Baru baru ini sempat heboh tempat makan nasi Padang yang menjual menu Rendang namun non halal alias mengandung babi. Andre Rosiade, anggota DPR RI Sumatera Barat, mengatakan usaha kuliner tersebut sempat memicu ketegangan di masyarakat Minang karena menjual hidangan daging babi.
Banyak warga Minang, katanya, yang geram dengan rendang babi yang dijual oleh perusahaan kuliner tersebut. DPP, Ketua Harian Ikatan Keluarga Minang (IKM), juga mendesak industri kuliner menghilangkan ciri khas Minang dari produknya dan menghentikan penjualan rendang babi.
Filosofi Rendang Dalam Tradisi Padang
Salah satu menu dalam nasi Padang yang tak mungkin ketinggalan dan selalu ada yaitu Rendang. Rendang adalah makanan olahan berbahan dasar daging sapi yang terdiri dari santan, lada, dan berbagai bumbu khas lainnya. Namun jika dilihat dari asal usulnya, rendang berasal dari kata mendang yang mengacu pada proses memasak semua bahan dan bumbu dalam santan dalam jangka waktu tertentu.
Menurut beberapa sumber, metode marandang akan mengubah ketahanan atau durasi makanan. Selanjutnya, masing-masing elemen rendang memiliki gagasannya sendiri. Ketika masyarakat Minang menyiapkan rendang, mereka percaya bahwa ada tiga konotasi filosofis di baliknya: kesabaran, kebijaksanaan, dan ketekunan.

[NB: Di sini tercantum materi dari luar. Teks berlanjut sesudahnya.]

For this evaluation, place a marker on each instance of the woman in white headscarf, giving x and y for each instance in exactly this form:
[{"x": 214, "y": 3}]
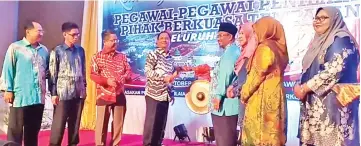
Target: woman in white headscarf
[{"x": 332, "y": 58}]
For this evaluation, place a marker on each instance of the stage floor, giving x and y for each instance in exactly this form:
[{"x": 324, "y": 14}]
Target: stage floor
[{"x": 87, "y": 139}]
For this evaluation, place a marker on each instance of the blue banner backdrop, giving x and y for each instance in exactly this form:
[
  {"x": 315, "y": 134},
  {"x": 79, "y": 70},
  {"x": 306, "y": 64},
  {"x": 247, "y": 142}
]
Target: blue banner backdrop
[{"x": 194, "y": 26}]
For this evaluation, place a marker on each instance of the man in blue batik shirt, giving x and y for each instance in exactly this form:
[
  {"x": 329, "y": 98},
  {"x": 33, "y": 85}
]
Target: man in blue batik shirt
[
  {"x": 225, "y": 110},
  {"x": 67, "y": 85},
  {"x": 24, "y": 74}
]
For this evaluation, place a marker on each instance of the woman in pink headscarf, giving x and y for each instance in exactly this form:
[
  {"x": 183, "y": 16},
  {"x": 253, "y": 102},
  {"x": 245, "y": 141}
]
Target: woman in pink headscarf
[{"x": 247, "y": 42}]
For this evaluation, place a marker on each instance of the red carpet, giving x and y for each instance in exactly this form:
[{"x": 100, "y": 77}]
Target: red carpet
[{"x": 87, "y": 139}]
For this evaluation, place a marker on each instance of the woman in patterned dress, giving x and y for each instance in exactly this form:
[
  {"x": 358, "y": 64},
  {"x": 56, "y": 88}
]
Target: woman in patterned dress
[
  {"x": 332, "y": 58},
  {"x": 247, "y": 41},
  {"x": 264, "y": 122}
]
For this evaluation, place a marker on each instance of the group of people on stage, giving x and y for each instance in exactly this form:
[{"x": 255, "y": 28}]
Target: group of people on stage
[
  {"x": 246, "y": 88},
  {"x": 250, "y": 92}
]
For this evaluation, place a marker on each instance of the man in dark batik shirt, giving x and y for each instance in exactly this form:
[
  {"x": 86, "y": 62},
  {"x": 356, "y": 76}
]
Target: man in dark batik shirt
[{"x": 67, "y": 85}]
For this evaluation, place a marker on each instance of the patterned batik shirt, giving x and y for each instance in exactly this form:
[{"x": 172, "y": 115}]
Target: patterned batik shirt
[
  {"x": 159, "y": 64},
  {"x": 105, "y": 65},
  {"x": 24, "y": 73},
  {"x": 67, "y": 72}
]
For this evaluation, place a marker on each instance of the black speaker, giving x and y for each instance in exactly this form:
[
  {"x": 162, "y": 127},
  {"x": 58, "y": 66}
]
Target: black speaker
[
  {"x": 181, "y": 132},
  {"x": 8, "y": 143},
  {"x": 208, "y": 134}
]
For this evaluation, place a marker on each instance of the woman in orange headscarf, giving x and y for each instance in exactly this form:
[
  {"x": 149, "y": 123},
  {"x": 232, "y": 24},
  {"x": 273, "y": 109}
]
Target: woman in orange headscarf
[{"x": 264, "y": 121}]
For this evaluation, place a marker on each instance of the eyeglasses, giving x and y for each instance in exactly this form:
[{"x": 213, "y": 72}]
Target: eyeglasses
[
  {"x": 74, "y": 34},
  {"x": 39, "y": 31},
  {"x": 320, "y": 19}
]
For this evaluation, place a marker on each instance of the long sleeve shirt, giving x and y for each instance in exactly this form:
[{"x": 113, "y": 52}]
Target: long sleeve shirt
[
  {"x": 158, "y": 65},
  {"x": 24, "y": 72},
  {"x": 105, "y": 65},
  {"x": 225, "y": 76},
  {"x": 67, "y": 72}
]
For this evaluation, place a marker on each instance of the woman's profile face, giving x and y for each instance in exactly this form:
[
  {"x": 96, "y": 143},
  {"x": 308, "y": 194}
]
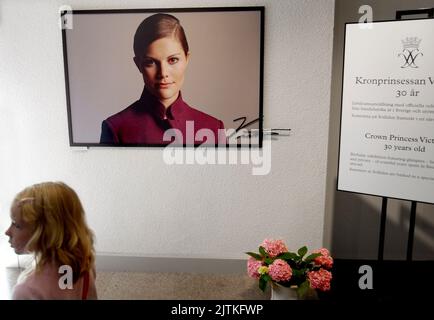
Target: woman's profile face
[
  {"x": 163, "y": 68},
  {"x": 19, "y": 232}
]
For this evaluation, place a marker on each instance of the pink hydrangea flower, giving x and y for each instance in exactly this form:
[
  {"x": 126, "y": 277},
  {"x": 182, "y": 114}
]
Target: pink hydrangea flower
[
  {"x": 324, "y": 259},
  {"x": 274, "y": 247},
  {"x": 320, "y": 279},
  {"x": 252, "y": 267},
  {"x": 279, "y": 270}
]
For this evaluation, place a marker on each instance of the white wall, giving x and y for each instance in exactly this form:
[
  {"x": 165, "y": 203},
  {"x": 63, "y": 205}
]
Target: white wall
[{"x": 136, "y": 204}]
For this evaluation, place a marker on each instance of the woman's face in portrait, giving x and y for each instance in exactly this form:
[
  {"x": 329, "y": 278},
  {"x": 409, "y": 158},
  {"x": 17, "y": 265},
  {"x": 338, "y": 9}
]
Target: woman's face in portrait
[
  {"x": 19, "y": 232},
  {"x": 163, "y": 69}
]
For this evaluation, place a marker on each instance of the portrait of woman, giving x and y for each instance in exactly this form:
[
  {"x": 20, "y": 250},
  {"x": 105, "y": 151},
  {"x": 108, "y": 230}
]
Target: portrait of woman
[{"x": 161, "y": 54}]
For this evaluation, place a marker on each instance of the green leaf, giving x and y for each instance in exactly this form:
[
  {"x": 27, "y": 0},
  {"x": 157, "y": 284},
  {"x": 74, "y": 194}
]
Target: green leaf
[
  {"x": 312, "y": 256},
  {"x": 302, "y": 251},
  {"x": 303, "y": 289},
  {"x": 262, "y": 283},
  {"x": 254, "y": 255},
  {"x": 288, "y": 256},
  {"x": 262, "y": 251}
]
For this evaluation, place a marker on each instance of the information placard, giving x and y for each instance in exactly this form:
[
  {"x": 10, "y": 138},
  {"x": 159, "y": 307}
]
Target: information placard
[{"x": 387, "y": 118}]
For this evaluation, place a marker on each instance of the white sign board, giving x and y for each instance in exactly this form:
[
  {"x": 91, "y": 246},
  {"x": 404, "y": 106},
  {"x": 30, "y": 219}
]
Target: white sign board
[{"x": 387, "y": 120}]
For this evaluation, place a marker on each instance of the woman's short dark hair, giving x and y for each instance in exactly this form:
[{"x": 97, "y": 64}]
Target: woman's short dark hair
[{"x": 157, "y": 26}]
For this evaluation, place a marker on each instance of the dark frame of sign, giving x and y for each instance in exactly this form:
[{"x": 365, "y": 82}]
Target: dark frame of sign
[
  {"x": 224, "y": 77},
  {"x": 402, "y": 62}
]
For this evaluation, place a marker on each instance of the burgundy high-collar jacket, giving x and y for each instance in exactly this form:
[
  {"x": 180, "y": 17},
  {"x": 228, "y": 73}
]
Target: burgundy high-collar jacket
[{"x": 145, "y": 121}]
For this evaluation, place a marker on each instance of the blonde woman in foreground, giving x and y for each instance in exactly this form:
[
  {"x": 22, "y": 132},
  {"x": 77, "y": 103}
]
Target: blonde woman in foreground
[{"x": 49, "y": 222}]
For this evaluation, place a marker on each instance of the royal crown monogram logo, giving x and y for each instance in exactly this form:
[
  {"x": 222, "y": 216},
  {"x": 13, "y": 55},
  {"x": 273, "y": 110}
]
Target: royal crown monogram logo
[{"x": 410, "y": 51}]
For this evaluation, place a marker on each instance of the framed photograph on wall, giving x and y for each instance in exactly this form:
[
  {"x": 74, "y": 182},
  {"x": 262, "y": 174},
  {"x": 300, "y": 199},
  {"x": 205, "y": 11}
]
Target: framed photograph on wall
[{"x": 154, "y": 77}]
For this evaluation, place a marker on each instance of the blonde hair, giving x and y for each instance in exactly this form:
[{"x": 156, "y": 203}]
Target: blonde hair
[{"x": 60, "y": 232}]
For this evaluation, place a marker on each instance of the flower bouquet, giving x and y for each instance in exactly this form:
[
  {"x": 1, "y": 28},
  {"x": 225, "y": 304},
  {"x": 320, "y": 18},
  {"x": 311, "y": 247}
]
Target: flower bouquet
[{"x": 275, "y": 264}]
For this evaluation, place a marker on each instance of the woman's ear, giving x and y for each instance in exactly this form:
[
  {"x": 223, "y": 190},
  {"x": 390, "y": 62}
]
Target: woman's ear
[{"x": 138, "y": 63}]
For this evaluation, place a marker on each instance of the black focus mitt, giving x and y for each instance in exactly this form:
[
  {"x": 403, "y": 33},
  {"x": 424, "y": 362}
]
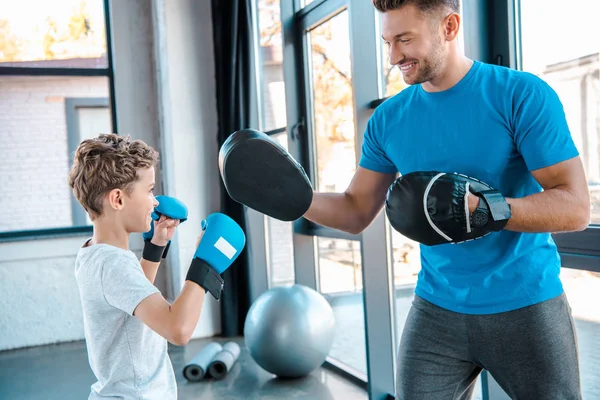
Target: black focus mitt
[
  {"x": 259, "y": 173},
  {"x": 431, "y": 208}
]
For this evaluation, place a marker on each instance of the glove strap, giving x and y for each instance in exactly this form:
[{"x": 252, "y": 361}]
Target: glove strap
[
  {"x": 498, "y": 207},
  {"x": 202, "y": 274},
  {"x": 152, "y": 252}
]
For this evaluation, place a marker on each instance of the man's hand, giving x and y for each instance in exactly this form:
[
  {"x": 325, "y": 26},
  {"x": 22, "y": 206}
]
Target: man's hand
[
  {"x": 473, "y": 202},
  {"x": 164, "y": 229}
]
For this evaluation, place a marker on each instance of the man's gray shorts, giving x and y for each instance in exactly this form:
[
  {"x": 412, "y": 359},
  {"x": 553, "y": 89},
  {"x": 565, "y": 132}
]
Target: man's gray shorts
[{"x": 531, "y": 352}]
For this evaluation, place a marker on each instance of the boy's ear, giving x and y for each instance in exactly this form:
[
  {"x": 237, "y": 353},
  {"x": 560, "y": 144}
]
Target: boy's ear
[{"x": 115, "y": 199}]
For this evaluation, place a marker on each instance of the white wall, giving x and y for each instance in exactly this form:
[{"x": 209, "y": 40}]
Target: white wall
[
  {"x": 34, "y": 161},
  {"x": 192, "y": 111},
  {"x": 39, "y": 300}
]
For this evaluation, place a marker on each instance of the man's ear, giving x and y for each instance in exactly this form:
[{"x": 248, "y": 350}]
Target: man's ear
[
  {"x": 116, "y": 199},
  {"x": 451, "y": 25}
]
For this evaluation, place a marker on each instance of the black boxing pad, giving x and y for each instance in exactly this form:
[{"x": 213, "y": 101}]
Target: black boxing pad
[
  {"x": 259, "y": 173},
  {"x": 431, "y": 207}
]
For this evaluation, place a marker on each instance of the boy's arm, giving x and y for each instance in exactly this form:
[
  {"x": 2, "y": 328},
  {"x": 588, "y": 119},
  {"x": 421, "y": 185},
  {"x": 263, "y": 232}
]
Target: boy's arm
[
  {"x": 175, "y": 322},
  {"x": 150, "y": 269},
  {"x": 164, "y": 229}
]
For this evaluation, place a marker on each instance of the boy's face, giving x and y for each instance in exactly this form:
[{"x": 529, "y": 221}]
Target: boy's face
[{"x": 140, "y": 204}]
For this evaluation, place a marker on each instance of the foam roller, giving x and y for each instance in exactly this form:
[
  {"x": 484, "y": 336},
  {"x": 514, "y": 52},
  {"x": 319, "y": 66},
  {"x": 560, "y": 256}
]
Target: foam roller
[
  {"x": 224, "y": 360},
  {"x": 196, "y": 369}
]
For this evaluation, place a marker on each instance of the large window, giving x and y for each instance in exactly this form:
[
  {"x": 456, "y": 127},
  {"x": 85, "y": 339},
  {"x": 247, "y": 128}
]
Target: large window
[
  {"x": 333, "y": 126},
  {"x": 329, "y": 68},
  {"x": 570, "y": 63},
  {"x": 272, "y": 115},
  {"x": 55, "y": 90}
]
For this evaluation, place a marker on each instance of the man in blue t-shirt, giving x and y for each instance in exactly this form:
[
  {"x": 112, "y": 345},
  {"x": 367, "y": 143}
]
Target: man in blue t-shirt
[{"x": 495, "y": 303}]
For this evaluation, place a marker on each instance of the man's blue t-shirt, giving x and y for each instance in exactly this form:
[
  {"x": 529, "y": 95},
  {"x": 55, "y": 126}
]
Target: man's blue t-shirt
[{"x": 496, "y": 125}]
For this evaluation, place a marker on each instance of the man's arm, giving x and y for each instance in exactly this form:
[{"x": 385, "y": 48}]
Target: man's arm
[
  {"x": 563, "y": 206},
  {"x": 354, "y": 210}
]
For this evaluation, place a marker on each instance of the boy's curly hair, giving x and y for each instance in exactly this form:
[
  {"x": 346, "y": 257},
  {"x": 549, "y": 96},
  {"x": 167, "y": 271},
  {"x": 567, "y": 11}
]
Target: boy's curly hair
[{"x": 104, "y": 163}]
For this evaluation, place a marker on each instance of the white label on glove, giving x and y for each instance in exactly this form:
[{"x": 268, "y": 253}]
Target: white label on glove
[{"x": 225, "y": 247}]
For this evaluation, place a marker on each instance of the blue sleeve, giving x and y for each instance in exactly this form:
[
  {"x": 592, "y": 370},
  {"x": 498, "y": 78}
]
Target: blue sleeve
[
  {"x": 373, "y": 154},
  {"x": 541, "y": 132}
]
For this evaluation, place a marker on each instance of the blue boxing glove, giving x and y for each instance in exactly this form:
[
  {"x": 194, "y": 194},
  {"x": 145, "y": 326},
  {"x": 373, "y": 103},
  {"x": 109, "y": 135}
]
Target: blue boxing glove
[
  {"x": 169, "y": 207},
  {"x": 220, "y": 246}
]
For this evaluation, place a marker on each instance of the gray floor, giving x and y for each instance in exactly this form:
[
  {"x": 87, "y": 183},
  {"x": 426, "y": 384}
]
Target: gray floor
[{"x": 62, "y": 372}]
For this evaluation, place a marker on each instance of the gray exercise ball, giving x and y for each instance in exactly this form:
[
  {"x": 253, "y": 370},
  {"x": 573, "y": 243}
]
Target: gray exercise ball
[{"x": 289, "y": 330}]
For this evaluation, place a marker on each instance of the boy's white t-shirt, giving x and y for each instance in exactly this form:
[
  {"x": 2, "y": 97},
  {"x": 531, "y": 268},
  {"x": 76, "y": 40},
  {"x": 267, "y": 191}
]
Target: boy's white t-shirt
[{"x": 129, "y": 359}]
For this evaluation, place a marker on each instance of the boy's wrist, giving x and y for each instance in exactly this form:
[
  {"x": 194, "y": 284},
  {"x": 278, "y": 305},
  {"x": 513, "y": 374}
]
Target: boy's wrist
[{"x": 152, "y": 252}]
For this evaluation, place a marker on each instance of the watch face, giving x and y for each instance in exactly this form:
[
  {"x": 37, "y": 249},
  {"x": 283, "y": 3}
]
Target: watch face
[{"x": 479, "y": 219}]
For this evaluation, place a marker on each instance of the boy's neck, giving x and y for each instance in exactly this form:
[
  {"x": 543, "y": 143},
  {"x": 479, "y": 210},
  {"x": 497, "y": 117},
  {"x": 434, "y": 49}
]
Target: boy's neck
[{"x": 111, "y": 233}]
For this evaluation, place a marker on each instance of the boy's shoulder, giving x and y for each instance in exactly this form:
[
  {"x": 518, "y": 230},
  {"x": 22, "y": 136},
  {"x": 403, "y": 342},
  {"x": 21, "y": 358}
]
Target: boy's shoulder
[{"x": 103, "y": 254}]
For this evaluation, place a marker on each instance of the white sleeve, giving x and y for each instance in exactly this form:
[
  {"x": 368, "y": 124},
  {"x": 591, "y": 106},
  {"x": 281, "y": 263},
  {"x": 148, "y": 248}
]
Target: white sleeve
[{"x": 124, "y": 284}]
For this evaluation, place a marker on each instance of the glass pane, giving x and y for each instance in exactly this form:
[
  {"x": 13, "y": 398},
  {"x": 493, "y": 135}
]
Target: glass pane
[
  {"x": 280, "y": 245},
  {"x": 340, "y": 281},
  {"x": 406, "y": 258},
  {"x": 583, "y": 291},
  {"x": 333, "y": 106},
  {"x": 43, "y": 116},
  {"x": 271, "y": 69},
  {"x": 63, "y": 34},
  {"x": 572, "y": 72}
]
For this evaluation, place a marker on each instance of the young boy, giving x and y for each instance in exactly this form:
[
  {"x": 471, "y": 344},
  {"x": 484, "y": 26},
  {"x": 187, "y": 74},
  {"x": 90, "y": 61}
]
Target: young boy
[{"x": 127, "y": 321}]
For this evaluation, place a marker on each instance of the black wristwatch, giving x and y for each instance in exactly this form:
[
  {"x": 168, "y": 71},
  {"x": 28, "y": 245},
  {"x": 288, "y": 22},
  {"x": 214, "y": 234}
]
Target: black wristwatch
[
  {"x": 481, "y": 216},
  {"x": 492, "y": 212}
]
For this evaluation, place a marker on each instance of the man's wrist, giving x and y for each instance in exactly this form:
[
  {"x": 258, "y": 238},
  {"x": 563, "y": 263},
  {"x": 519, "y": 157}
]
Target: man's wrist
[{"x": 158, "y": 243}]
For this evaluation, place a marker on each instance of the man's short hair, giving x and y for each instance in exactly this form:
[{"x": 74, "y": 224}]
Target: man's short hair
[
  {"x": 104, "y": 163},
  {"x": 425, "y": 6}
]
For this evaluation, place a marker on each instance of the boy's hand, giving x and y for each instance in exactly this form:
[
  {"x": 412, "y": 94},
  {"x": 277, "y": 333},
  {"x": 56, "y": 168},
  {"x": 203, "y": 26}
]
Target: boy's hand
[{"x": 164, "y": 229}]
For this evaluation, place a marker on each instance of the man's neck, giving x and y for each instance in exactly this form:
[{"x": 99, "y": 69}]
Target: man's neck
[
  {"x": 109, "y": 232},
  {"x": 455, "y": 70}
]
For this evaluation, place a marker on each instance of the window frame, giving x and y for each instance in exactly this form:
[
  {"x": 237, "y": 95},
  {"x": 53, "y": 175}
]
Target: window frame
[{"x": 108, "y": 72}]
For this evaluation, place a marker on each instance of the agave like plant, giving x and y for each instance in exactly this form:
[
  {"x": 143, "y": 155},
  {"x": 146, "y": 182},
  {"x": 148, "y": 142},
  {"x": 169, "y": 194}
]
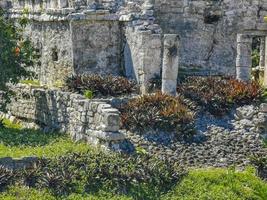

Saat membuat rendang dibutuhkan kesabaran dan ketekunan dalam mengaduk, serta kebijaksanaan dalam menjaga suhu api. Kata rendang berarti “lambat” yang mengacu pada waktu yang dibutuhkan untuk memasak rendang, yaitu kurang lebih 6-7 jam pada suhu 80-95 derajat Celcius. Oleh karena itu, kesabaran diperlukan saat menyiapkan hidangan ini.
Untuk mendapatkan cita rasa yang pas, Anda juga perlu kecerdasan dalam memilih komponen seperti daging sapi, cabai dan bumbu lainnya. Tidak hanya itu, kesabaran dan pengalaman juga dibutuhkan untuk kemahiran dalam membuat rendang
Makna Bumbu Dan Komponen Rendang
Setiap bahan baku memiliki makna dan filosofi tersendiri dalam menu nasi Padang. Masing-masing bahan utama tersebut memiliki makna mendasar terkait strata sosial masyarakat Minangkabau, antara lain;
Daging sapi yang digunakan dalam rendang memiliki konotasi yang beragam. Niniak Mamak, Datuak atau Penghulu semuanya digambarkan sebagai daging. Mereka adalah pemimpin adat yang memimpin masyarakatnya untuk hidup rukun dan menghormati tradisi masyarakat.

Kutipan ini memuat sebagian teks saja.